Monday, October 25, 2010


So long, pal

If you're a member of Gen X, how do you know you're old -- or at least getting there?

(a) when they declare someone "the New Madonna" -- and it sticks

(b) when they invent new sexual pecadilloes that horrify -- or at least mystify -- you

(c) when they turn to you at a party and say, "You know, it's nice to know people your age who can still party"

(d) when they publish magazine cover stories with titles like "What Ever Happened to Generation X?"

(e) when they come up with an uncreative moniker for the next generation ("Generation Y" -- really?)

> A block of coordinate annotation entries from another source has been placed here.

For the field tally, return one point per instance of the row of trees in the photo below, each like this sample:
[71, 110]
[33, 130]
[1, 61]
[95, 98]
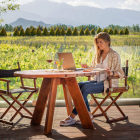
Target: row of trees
[62, 32]
[134, 28]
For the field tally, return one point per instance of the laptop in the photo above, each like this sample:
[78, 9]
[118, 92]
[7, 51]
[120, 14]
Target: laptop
[68, 61]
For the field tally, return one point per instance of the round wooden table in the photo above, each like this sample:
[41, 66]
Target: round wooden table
[48, 92]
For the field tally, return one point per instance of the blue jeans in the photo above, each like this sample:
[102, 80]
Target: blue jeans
[89, 87]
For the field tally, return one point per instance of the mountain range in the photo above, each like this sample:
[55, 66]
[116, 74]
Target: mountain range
[49, 13]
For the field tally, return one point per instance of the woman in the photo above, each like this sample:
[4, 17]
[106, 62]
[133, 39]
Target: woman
[105, 58]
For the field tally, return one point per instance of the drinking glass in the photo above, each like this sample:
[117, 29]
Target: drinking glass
[49, 59]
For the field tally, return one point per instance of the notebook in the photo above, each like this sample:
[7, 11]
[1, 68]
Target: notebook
[68, 61]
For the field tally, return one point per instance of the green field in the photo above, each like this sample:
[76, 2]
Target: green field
[20, 49]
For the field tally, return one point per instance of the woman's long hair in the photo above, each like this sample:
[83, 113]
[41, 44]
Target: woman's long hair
[105, 36]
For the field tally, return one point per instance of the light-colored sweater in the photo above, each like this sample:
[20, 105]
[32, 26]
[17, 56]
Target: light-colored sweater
[114, 64]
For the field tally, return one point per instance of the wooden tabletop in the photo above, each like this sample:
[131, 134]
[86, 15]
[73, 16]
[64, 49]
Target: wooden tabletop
[49, 74]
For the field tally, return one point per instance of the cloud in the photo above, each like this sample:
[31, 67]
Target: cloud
[78, 2]
[129, 4]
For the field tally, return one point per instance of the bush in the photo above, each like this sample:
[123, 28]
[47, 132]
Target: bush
[81, 31]
[99, 30]
[126, 31]
[62, 32]
[3, 32]
[69, 32]
[87, 31]
[121, 32]
[110, 31]
[57, 32]
[105, 30]
[22, 33]
[45, 31]
[38, 31]
[16, 32]
[92, 32]
[33, 31]
[28, 32]
[75, 32]
[115, 31]
[52, 33]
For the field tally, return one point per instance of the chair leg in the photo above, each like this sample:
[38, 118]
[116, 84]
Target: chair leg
[104, 111]
[100, 108]
[10, 105]
[114, 101]
[24, 108]
[99, 104]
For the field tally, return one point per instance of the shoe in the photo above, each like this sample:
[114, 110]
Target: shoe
[68, 122]
[79, 122]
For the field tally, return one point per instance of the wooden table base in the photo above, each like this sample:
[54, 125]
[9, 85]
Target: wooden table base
[49, 89]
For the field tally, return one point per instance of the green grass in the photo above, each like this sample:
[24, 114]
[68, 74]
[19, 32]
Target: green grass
[82, 49]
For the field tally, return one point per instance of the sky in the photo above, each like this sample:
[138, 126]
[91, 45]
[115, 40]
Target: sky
[121, 4]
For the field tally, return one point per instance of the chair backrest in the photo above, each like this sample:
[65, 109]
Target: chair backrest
[125, 69]
[9, 73]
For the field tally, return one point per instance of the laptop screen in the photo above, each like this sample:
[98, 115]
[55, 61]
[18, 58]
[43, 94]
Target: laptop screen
[68, 60]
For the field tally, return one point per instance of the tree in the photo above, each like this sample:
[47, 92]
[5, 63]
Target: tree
[92, 32]
[99, 30]
[62, 32]
[105, 30]
[31, 27]
[69, 32]
[40, 27]
[52, 33]
[28, 32]
[33, 31]
[7, 5]
[126, 31]
[121, 32]
[115, 31]
[16, 32]
[3, 32]
[110, 31]
[22, 33]
[57, 32]
[45, 31]
[81, 32]
[75, 32]
[18, 27]
[38, 32]
[87, 31]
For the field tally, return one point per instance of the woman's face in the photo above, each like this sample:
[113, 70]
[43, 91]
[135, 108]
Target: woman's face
[102, 45]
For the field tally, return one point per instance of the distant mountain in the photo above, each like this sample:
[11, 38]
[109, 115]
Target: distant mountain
[27, 23]
[53, 13]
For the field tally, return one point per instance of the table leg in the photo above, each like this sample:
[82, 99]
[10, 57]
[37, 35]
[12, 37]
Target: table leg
[67, 96]
[51, 105]
[41, 101]
[79, 102]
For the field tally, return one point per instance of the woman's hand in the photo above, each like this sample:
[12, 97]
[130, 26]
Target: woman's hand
[83, 65]
[109, 72]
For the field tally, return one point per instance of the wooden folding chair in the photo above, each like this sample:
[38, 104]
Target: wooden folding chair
[10, 92]
[111, 90]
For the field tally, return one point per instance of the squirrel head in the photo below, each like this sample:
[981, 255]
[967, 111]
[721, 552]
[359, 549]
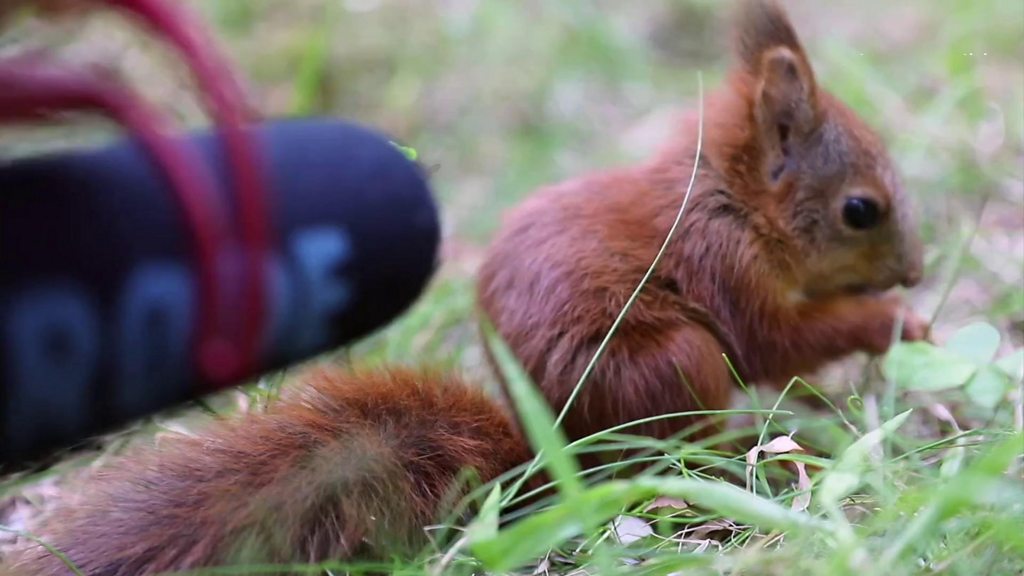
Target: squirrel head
[816, 169]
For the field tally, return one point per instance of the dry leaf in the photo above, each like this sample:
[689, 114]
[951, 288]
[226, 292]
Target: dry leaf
[629, 529]
[781, 445]
[667, 502]
[778, 445]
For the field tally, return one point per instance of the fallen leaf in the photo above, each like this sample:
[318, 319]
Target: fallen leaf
[629, 529]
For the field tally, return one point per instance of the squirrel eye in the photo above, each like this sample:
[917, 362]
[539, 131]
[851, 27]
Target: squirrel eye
[860, 213]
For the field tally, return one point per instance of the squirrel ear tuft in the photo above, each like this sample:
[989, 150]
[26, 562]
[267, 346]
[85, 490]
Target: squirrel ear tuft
[762, 26]
[785, 95]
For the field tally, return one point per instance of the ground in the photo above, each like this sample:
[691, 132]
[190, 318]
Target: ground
[500, 97]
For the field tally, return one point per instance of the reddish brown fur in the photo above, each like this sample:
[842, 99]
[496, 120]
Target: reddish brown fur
[763, 270]
[352, 464]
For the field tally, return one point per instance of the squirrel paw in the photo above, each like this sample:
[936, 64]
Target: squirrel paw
[914, 327]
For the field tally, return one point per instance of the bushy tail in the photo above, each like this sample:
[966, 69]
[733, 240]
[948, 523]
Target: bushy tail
[350, 465]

(f) when you find yourself feeling shocked at how old and puffy John Cusack looks

(g) when they discontinue the single most important audio breakthrough of your entire generation

Yep, those nerds at Sony have announced that the iPOD and MP3s have won the Millennial Sound Wars: no more will they manufacure the Sony Walkman. I personally haven't used or owned a Walkman in about, oh, twenty years, which is just enough time to have completely forgotten about it's impact on my life. It as first devised by Sony technicians (particularly engineer Nobutoshi Kihara) in 1978 after Sony chairman Akio Morita requested a device on which he could listen to opera whilst flying around the world on business trips. Once again, a rich guy gets a bug up his ass and the rest of us benefit.

When the original Walkman first hit U.S. shores at the beginning of the 1980s, it was called the "Soundabout" and it took about 2 or 3 years before you couldn't go a block and not run into someone power-walking with what looked to be a TV remote strapped awkwardly to their hip. Then there was those cheap, squishy foam covers that always ripped or fell off, leaving you wearing the painful bare metal earphones that bit into your skin. The first music I heard on a Walkman was Iron Maiden's The Number of the Beast (my roommate's). The first argument I had over a Walkman was with my Mom over the effects of blasting my eardrums with sonic noise. The first "cassingles" I bought and listened to were "Been Caught Stealing" and "Things That Make You Go Hmm." The first cassette album where I first and fully appreciated the stereophonic effects on the headphones was Godley & Creme's The History Mix, Vol. 1 -- it was one of those clear plastic cassettes they made in the mid-1980s that for some reason smelled like grapes. The first time I "showed off" my headphones was to impress a girl after a school bike trip in 10th grade, listening to "It Must Be Love" by Madness but not letting on that the batteries were dying and the music sounded like it was being melted in a frying pan. The first time I "co-listened" to a Walkman with one of those two-way splice plugs was with an old friend as we walked through snow drifts while Santana 3 blasted on our earphones. We never did that again: something about two guys listening to the same Walkman made us uncomfortable, as if we were showering together or something.

If I remember correctly, I believe I owned about 5 or 6 different versions of the Walkman over the years. The first just played cassettes, the next incarnation included an AM/FM radio and subsequent models were all pimped out with MegaBass, AutoReverse and Graphic Equalizers. Thing is, each version was so cheaply manufactured (at least the ones I could afford on a teenager's salary) that one jostle could destroy the whole apparatus. It got to a point where I became paranoid and fearful about my Walkmans' fates, especially when the futility of taking them into the local stereo repair made itself painfully apparent. Case in point: lying on my dorm room bed in college looking up at a shelf above me where my just-bought Walkman sat gleaming and ready to be used and thinking "You know what? That's not a safe place for such a precious commodity." As I reached up to grab it, my wrist became entangled in the dangling headphone cord and the thing came crashing down on my desk. That was it. Dead as Dillinger. Never was played and never would be.

Now, in our Audience Participation segment, we're collecting memories good and bad about the wild and woolly frontier days of the Walkman. Feel free to post yours in our 'Comments' section. And please, no penis pill advertisements. Show some respect for the dead.

1 comment:

  1. The first time I listened to a Walkman was @ a h.s. football game, from a kid a grade above me. He was the product of wealthy parents, and received new 'toys' on a weekly basis. It was the Autumn of '84 and we were in the bleachers listening to Madness and The English Beat; new wave kids listening to ska for the first time, in stereophonic sound.